I have had many questions about the 1 inch holes pictured in my deep hive bodies. When I began keeping bees I bought a bunch of used equipment from a keeper who was retiring. He had holes in some of his equipment, but I didn’t pay much attention. I was picking the boxes that had the most life left in them regardless of the holes.
Over the years the number of hives increased. For years I did NOT drill holes in newly constructed boxes. I was not convinced that they provided enough of a benefit to put a hole in a BRAND NEW box. My goal with hive equipment is make it last as long as possible. That’s why I don’t use things like staples and tacks. Things last longer when the integrity of the paint (and wood) is not disturbed.
Over time it became evident that I needed to reevaluate holes in hive bodies. All of the production colonies occupy three deeps due to the success realized with that configuration. I have observed the number of bees utilizing the entrance holes when they have been present and compared how hives performed holes vs. no holes. My observations indicate it’s a GOOD idea to put holes in perfectly good deeps. As summer progresses and hive populations increase it appears (to me) that colonies prefer using holes over entrances at the bottom AND top of the hives anyway.
In my opinion there is a difference in performance between colonies WITH and WITHOUT holes. If you have followed this blog long you have undoubtedly seen how tall the grass and weeds get around some of the remote outyards. Heck, sometimes it might be a month or more between visits to some of these places. Tall grass and weeds have less of an effect on hive traffic when bees can utilize an entrance two or three feet off the ground. Also if something like a skunk wants to cause trouble they have to reach UP to do so. This will expose their underside and make it easier for guards to defend the colony.
Another benefit I have found to utilizing these holes is that depending on the traffic I can see which of the 3 deeps the main brood chamber is located in WITHOUT opening my colonies. The majority of pollen that goes into the colony will enter the hole CLOSEST to where the brood is located. This is how I can compare progression of colonies down through the deeps. New deeps can be nadired under a colony when necessary. I like to maintain the brood chamber in the middle deep box if possible. When it is noticed that most of the traffic is coming from the bottom hole or entrance, then I know a new deep will soon be needed.
To make the holes use a 1 INCH Hole-Saw in a cordless drill. I purchased my hole-saw Menards, but I have seen them at yardsales as well as at my local sale-barn. It was not expensive and will last a long time making holes in the pine bee-boxes. I try to place holes roughly in the center of the 16.25inch face of deep boxes. Initially I was retentive about having them all perfectly centered, but I have quit being so picky. It’s just not worth it. Bees are all about rolling with things the way that they are. I have observed this from my colonies and do the same when possible.
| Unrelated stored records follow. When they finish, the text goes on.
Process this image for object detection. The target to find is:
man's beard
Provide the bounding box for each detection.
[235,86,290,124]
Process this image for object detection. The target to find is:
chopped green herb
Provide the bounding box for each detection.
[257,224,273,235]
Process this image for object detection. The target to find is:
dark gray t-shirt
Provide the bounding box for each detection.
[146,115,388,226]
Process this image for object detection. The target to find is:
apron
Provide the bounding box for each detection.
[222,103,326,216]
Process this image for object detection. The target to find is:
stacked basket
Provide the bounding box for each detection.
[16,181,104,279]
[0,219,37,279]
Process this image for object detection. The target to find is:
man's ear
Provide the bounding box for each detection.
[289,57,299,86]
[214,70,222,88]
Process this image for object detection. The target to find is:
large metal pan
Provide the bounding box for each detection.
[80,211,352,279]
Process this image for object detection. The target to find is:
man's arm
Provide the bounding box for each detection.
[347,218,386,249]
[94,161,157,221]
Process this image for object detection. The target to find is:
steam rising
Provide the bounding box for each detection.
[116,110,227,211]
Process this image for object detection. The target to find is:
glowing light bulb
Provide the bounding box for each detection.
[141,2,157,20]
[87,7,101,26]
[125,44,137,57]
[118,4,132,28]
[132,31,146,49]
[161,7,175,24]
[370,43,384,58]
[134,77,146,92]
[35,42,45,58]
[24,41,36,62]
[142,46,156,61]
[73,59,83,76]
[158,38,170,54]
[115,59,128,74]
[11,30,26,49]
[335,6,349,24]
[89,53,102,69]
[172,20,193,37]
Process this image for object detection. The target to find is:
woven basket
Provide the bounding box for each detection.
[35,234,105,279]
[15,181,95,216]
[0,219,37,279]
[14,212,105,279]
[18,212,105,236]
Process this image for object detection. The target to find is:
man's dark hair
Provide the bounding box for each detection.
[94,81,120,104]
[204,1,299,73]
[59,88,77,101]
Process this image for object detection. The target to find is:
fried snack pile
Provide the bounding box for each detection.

All deep hive bodies around here have the potential to be turned into swarm traps at some point down the road so I plan ahead when making these holes. You can use one of the entry discs from the Walter Kelley Company as a template to determine the best place to drill the hole. Position the disc on top of the box (under any cutouts if present) as if you were going to install it. MAKE SURE YOU LEAVE ACCESS TO THE HAND CUTOUT if that is the type of box you have. Trace the large hole and drill your 1 inch hole inside the boundaries of that circle. DO NOT position the hole in OR directly above the hand-hold. This will result in you placing your hand or arm over an establish entry/exit. This can lead to getting stung on inspection.
THIS IS IMPORTANT: Place the box in front of you on the ground so that the BOTTOM of the box is closest to you. NOW drill the hole at a SLIGHT angle such that when rain falls on the hole water will run OUT of the box. This procedure is very similar to how its done in when I am building swarm traps.
I encourage you to do a little experimenting with holes in your hive bodies. Try this out on a couple of colonies and compare them to your others. I cannot recommend a hole in every box, but if you are running three deeps a hole in the top and middle two seem to be loved by my bees. Get back with me after you have experimented and let me know how it works for you.
I know some of you keepers reading from South Eastern Indiana already do this. What are your thoughts????
I have a 1.25″ hole in every top super and they definitely use it more than the small entrance on the bottom (some don’t even have bottom entrances). I put it on the long side though and have all my hives facing sideways. I don’t have to reach across that way. Very little bearding also with the big hole.
On the colonies you have bottom entrances ON do they open across the bottom of the long end as well?
I have some old supers that have holes in them 2 or 3 of about 70. I notice bees using them but not as much as the lower holes. I didn’t put them in there. They are only about 9/16 and are way smaller than you’re talking. Might try to enlarge those for next year.
Thanks for commenting.
My bottom entrances are on the “normal” side with the entrance reducer on the small setting for now. I will put in solid ones before winter. Most of the cutouts I’ve done here mimic this arrangement. Behind the hole in the structure is almost always the “face” of a comb. Almost never the edge. I have a colony in a wine cask that did the same thing. Have you noticed this?